Invoice immediately: It's vital to your cash flow to bill your customers as soon as you supply them with a product or service, as opposed to doing all of your invoicing at given intervals (on the last day of each month, for example). If you hold off on sending your invoices, you end up carrying your customers’ debt for longer periods of time.
Organize your collection system: Depending on the size of your business and the number of invoices you deal with, you might want to dedicate one or more people to handle collections and ensure that they keep clear and detailed notes on all interactions with your customers, including document receipts and electronic entries of sales.
Set up a pre-determined contact system: You want your customers to know that you take your billing seriously and that you handle it consistently. You also want to be prepared to deal with late payments when they arise, and make sure customers are aware of your policies and the consequences for late payment.
- Make sure that each invoice clearly states the amount due, and the repayment terms.
- Gather contact information from customers at the time of sale or delivery of the service.
- Let customers know how and when you will contact them if they are late with a payment, whether it’s by telephone, email, or regular mail.
- Decide how many times and how often you will attempt to contact a customer who is late with a payment. For example, you could contact a customer when their payment is exactly one month late, and every 14 days after that, until their payment is made. Remember to keep detailed notes of each interaction.
Once you have made two or three notifications and have still received no response in the form of payment, you may want to escalate things. Be sure to formally document your interactions with your non-paying customers. You may even decide to send notifications via certified mail. If an invoice ever exceeds 90 days past due, don't hesitate to ramp-up the pressure; the use of a collection agency or legal action may be your only means of getting paid.
Script it: Create a script for interactions you might have with non-paying customers. Pre-drafted letters and phone scripts for instances of past-due invoices and failure to make promised payments will enable you to be direct and consistent with your customers.
Reward early payment: One way for you to encourage timely payment of your invoices is to offer an early payment incentive. For example, customers who pay within 10 days receive 2% off the pre-tax invoice. To avoid a reduction in sales revenue, you may even choose to increase your prices by 2% before implementing the reward program. Likewise, you might consider charging late fees on past-due invoices.
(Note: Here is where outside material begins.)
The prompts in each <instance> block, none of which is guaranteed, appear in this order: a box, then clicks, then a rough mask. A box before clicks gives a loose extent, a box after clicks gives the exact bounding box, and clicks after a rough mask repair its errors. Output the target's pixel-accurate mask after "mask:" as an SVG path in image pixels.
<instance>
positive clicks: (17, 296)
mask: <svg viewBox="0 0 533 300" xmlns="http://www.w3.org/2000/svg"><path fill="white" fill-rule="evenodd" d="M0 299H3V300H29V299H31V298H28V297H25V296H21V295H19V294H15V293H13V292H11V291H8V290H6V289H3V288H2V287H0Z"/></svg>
However, if you do so, be sure to mark this clearly on the invoice; your customer needs to know if there are penalties for late payment.
Consider invoicing in portions: For example, ask for half of the payment up front, and half upon delivery.
Know your customers: Try to keep an ongoing dialogue with your customers. Get to know them, the products and services they like, and, equally important, their spending habits and credit histories. Reviewing their accounts periodically allows you to stay on top of things and avoid potential problems. A properly managed customer relationship management system can be an effective way to handle your customer knowledge base.